C’était sans compter une longue gestation dans le cerveau de George Miller, le créateur de Mad-Max, égaré alors dans l’univers du film d’animation (les très bons Happy Feet 1 et 2, c’est lui !) et dont on imagine bien qu’il s’est inspiré du langage visuel propre à l’animation pour élaborer son Fury Road. Nous voici donc en 2015. Et le moins que l’on puisse dire c’est que depuis le premier Mad-Max en 1979, l’époque a changée. Il fut un temps où le genre était mal considéré. On parlait de déviance, de film punk. Aujourd’hui, l’équipe de Mad Max : Fury Road foule le tapis rouge du Festival de Cannes, le film bénéficie d’une énorme couverture médiatique et le R-Rated est devenu un argument de vente et de buzz. Hier considéré comme sous-culture, voici le genre post-apocalypse consacré ! Si on ne peut donc plus parler de mouvement contestataire « punk », on peut toutefois affirmer que le cinéma de genre a définitivement gagné et c’est naturellement le Cinéma qui en ressort grandi. Et de quelle manière ! George Miller, Avec Mad-Max Fury Road, tel le Ben-Hur du post apocalypse, vient de terrasser plus de 10 années de blockbusters aseptisés et coincés entre les cascades en CGI d’un Fast and Furious et autres Transformers et plus généralement, la « marvelisation » du cinéma de divertissement à grand spectacle.


Mad-Max dépeint donc un monde où l’homme doit redevenir primate s’il veut espérer survivre. C’est le plus fort qui règne, mais au sens darwiniste du terme.
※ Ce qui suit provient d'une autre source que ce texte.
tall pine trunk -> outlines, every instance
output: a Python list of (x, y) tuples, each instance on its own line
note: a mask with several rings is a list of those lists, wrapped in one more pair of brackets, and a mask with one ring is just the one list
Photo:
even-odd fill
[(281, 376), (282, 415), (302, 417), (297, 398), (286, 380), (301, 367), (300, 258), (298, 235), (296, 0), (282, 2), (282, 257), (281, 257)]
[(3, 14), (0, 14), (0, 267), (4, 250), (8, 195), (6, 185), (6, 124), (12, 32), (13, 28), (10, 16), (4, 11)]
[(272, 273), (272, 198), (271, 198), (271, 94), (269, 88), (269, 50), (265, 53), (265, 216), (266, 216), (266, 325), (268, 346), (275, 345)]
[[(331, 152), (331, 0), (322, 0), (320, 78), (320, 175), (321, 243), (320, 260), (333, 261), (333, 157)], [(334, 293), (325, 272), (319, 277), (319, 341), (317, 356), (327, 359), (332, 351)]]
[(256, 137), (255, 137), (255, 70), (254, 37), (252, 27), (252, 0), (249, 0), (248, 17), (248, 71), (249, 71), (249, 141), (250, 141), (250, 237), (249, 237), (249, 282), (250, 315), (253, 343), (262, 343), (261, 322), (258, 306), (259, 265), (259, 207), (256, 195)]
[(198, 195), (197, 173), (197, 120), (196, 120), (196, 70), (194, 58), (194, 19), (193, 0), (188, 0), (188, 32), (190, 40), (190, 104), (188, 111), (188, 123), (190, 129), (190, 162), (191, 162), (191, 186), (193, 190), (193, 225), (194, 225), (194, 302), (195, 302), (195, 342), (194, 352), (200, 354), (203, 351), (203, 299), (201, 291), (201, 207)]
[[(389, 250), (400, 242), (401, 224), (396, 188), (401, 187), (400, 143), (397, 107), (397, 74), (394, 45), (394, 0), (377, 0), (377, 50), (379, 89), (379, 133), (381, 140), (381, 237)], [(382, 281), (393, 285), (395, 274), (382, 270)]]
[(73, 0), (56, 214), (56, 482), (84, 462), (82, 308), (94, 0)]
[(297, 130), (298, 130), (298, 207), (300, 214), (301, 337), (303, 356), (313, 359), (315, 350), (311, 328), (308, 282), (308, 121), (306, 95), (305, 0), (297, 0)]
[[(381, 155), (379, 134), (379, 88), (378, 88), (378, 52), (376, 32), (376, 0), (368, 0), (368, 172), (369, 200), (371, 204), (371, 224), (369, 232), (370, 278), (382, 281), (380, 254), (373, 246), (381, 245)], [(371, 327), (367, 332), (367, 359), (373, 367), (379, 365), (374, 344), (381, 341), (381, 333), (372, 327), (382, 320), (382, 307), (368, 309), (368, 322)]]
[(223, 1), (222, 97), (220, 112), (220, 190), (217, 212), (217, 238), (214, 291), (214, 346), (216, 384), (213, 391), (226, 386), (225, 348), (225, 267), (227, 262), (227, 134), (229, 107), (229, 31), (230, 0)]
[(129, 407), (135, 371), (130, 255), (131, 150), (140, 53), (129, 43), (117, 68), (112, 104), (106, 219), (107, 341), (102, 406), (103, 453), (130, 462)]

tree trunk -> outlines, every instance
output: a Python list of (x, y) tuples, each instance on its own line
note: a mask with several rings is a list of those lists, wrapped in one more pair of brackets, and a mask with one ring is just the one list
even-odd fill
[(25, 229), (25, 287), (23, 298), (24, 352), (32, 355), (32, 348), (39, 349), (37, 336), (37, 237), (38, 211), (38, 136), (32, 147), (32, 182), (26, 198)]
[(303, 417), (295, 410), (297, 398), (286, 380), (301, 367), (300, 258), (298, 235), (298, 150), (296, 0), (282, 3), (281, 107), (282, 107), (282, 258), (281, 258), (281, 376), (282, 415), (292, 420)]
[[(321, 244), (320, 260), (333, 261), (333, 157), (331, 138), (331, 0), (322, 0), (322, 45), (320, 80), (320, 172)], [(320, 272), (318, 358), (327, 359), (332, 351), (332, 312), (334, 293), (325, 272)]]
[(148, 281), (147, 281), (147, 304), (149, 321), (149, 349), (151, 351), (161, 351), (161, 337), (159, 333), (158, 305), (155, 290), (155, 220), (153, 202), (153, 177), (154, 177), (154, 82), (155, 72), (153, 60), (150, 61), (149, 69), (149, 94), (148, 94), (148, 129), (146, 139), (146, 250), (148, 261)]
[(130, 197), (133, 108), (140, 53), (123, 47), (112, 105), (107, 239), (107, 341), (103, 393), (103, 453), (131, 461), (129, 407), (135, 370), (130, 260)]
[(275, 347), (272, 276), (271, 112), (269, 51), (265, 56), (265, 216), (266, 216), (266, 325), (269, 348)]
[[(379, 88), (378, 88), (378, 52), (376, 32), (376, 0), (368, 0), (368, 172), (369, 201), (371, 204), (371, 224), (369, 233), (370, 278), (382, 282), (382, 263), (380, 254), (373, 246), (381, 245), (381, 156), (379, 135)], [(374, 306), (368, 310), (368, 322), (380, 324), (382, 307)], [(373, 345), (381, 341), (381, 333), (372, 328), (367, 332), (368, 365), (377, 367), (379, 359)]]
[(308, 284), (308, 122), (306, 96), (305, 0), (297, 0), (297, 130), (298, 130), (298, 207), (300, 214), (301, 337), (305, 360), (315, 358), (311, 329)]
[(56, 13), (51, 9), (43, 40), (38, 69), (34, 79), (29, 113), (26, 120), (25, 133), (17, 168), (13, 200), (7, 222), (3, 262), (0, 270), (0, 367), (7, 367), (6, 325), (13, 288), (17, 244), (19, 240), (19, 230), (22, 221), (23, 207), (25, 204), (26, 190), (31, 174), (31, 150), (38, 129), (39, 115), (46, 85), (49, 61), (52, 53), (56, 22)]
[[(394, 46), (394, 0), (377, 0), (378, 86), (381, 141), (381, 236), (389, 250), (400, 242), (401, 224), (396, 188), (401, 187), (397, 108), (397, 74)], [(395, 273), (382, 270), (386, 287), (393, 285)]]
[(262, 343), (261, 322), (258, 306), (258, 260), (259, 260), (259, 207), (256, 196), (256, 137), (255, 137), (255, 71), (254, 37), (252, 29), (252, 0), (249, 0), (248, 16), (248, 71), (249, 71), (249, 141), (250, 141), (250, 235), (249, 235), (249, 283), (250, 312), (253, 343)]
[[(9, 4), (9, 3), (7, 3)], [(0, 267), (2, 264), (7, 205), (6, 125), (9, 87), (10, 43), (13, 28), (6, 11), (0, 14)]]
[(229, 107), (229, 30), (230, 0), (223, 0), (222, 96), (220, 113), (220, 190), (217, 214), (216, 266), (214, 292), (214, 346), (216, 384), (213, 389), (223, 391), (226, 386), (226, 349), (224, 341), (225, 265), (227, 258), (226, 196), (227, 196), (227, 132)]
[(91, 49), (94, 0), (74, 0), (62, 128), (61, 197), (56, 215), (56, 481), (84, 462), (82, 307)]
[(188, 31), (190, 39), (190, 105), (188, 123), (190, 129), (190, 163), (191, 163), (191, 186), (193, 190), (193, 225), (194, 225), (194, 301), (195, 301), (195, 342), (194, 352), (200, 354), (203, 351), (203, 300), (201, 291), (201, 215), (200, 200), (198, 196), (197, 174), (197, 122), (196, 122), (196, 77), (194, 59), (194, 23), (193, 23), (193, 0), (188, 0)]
De ce postulat simple (mais non dénué de sens), George Miller cinéaste du mouvement utilise la grammaire visuelle plus que des mots pour raconter son histoire. En témoignent, sa maestria visuelle qui illustre l’état émotionnel et psychologique de son héros ou encore les impressionnantes et furieuses courses poursuites de ses « road-warriors ». Sa caméra ne se contente pas de capter l’action mais lui donne carrément vie en faisant partie intégrante et indissociable de celle-ci. Il y a d’ailleurs une incroyable organisation dans la mise en scène de Miller qui n’a de cesse de contrôler le regard que pose le spectateur sur la moindre image de son film. On notera alors l’utilisation judicieuse de la couleur (par exemple, le rouge que porte le Doof Warrior à la guitare lance-flamme que vous ne trouverez pas ailleurs dans le film), des valeurs de plans mais aussi des angles et des axes dont les lignes de force internes de chaque plan sont utilisées pour dynamiser l’action avec un raccord ultra précis au montage alors même que se jouent plusieurs structures de mise en scène en arrière et au premier plan tel un ballet motorisé frénétique. C’est ce que personnellement, j’appelle un vrai travail de metteur en scène. Tout cela prouve à la fois l’importance et l’incroyable difficulté du métier de réalisateur. Et au final, il en résulte une incroyable fluidité rarement atteinte dans le cinéma d’action dont la rétine du spectateur ne peut que se délecter avec une étonnante facilité. Sensation de vitesse vertigineuse et maelstrom de tôles froissées, George Miller torture ses images et utilise absolument tous les outils de mise en scène que le cinéma peut apporter pour son armageddon mécanique, le tout emballé dans un scope absolument magnifique et une musique tonitruante.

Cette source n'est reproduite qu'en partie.